La idea del equilibrio de fuerzas y los tratados de control de armamentos y desarme que McNamara y eminentes colaboradores como Paul Nitze concluyeron con la URSS siguen siendo la base de la estrategia de EE UU, pese a haber sido minados durante la presidencia de George W. Bush.
Esa misma racionalidad, alimentada por la ideología absoluta que generó la guerra fría, hizo que una generación de hombres, “los mejores y más brillantes”, como la tildó David Halberstan, no pudieran encajar lo que estaba pasando realmente en el mundo. En Vietnam creyeron ver la continuación de la “pérdida de China”, como si este país les hubiera pertenecido. Se negaron a entender que en Vietnam del sur se estaba reproduciendo el mismo fenómeno político y social que condujo a la derrota de los “nacionalistas” en China. Apostar por el gobierno de Saigón, apuntalar a su ejército, sin querer ver su irreversible corrupción y la degeneración social de la que provenía, fue el mismo error que llevó a EE UU a apoyar por todos los medios a Chiang Kai-Shek. La guerra contra Japón, primero, y la contención de la URSS en Asia cegó a esas inteligencias tan racionales ante fenómenos nacionales y políticos que con tanta profundidad se estaban produciendo en toda China.

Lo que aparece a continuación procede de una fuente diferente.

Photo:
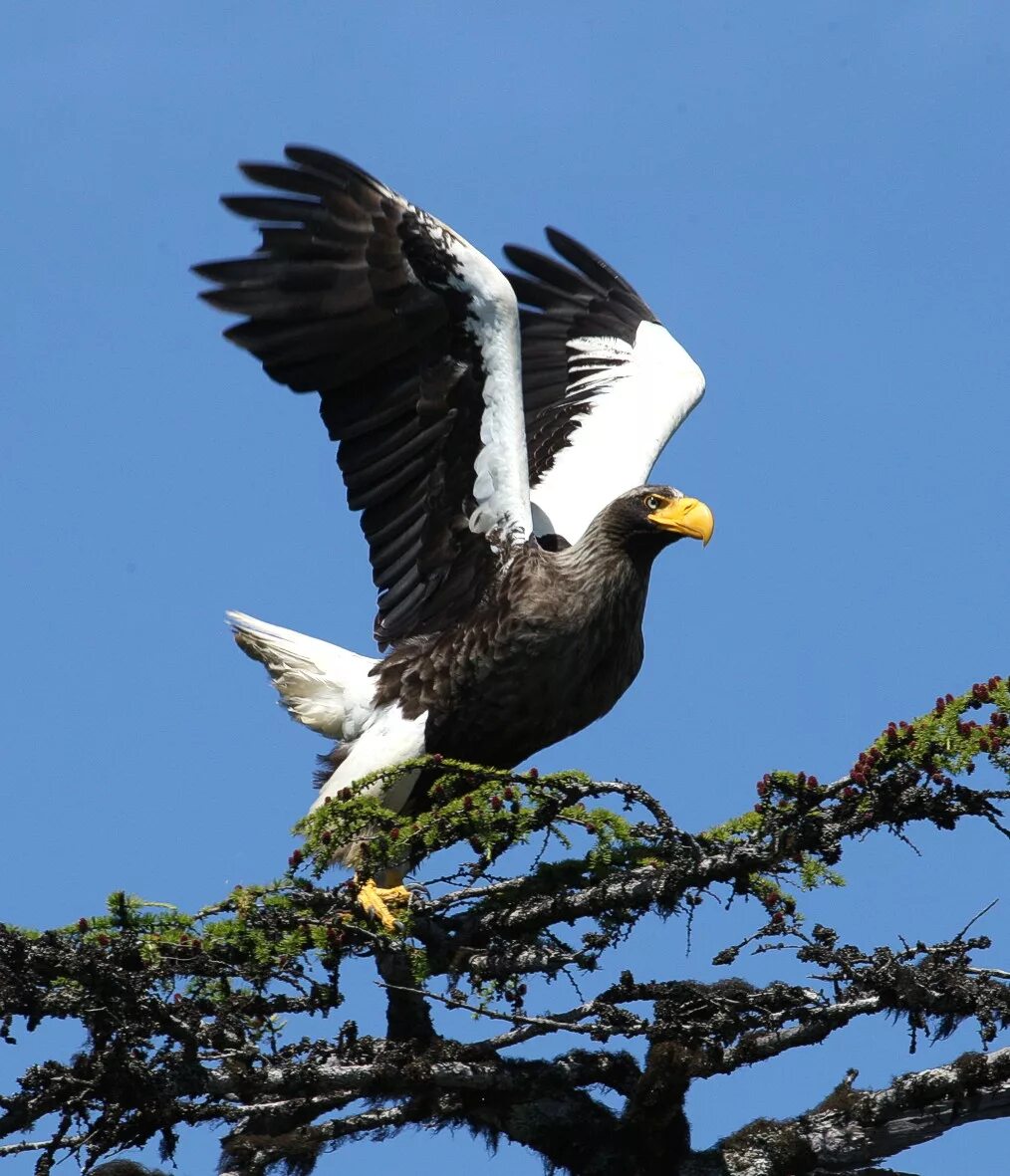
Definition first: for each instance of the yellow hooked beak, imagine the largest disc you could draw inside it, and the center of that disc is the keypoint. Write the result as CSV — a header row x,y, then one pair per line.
x,y
685,517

El parecido entre la “pérdida” de la China y la “pérdida” de Vietnam es tan grande que parece difícil de comprender que no lo vieran. Más incomprensible es que hoy los “neoconservadores” sigan pensando en los mismos términos. Porque, en efecto, este grupo ideológico, producto también de la guerra fría, mantiene los mismos principios y la misma ciega racionalidad de McNamara y sus predecesores. Tanto en su caso como en el de los actuales neocon la euforia, el hubris, que les produce la supremacía militar de EE UU los induce a ver un mundo plano.
No todos los americanos cayeron en el mismo error. En su día el senador Fulbright en el Congreso, el ilustre George Kennan en el mundo intelectual, y George Ball en la secretaría de Estado, hicieron lo que pudieron por iluminar la realidad. No lo lograron: EE UU continuó en Vietnam el desastroso curso de su política de contención hasta sus últimas y dramáticas consecuencias. Por eso es importante que el fantasma de McNamara y de Vietnam sigan siendo recordados ahora en Irak, en Afganistán, en las relaciones con China e India, en Iberoamérica… en fin, en todo un mundo cuyo irreversible desarrollo económico y político presenta una realidad heterogénea, extremadamente complicada y profundamente real.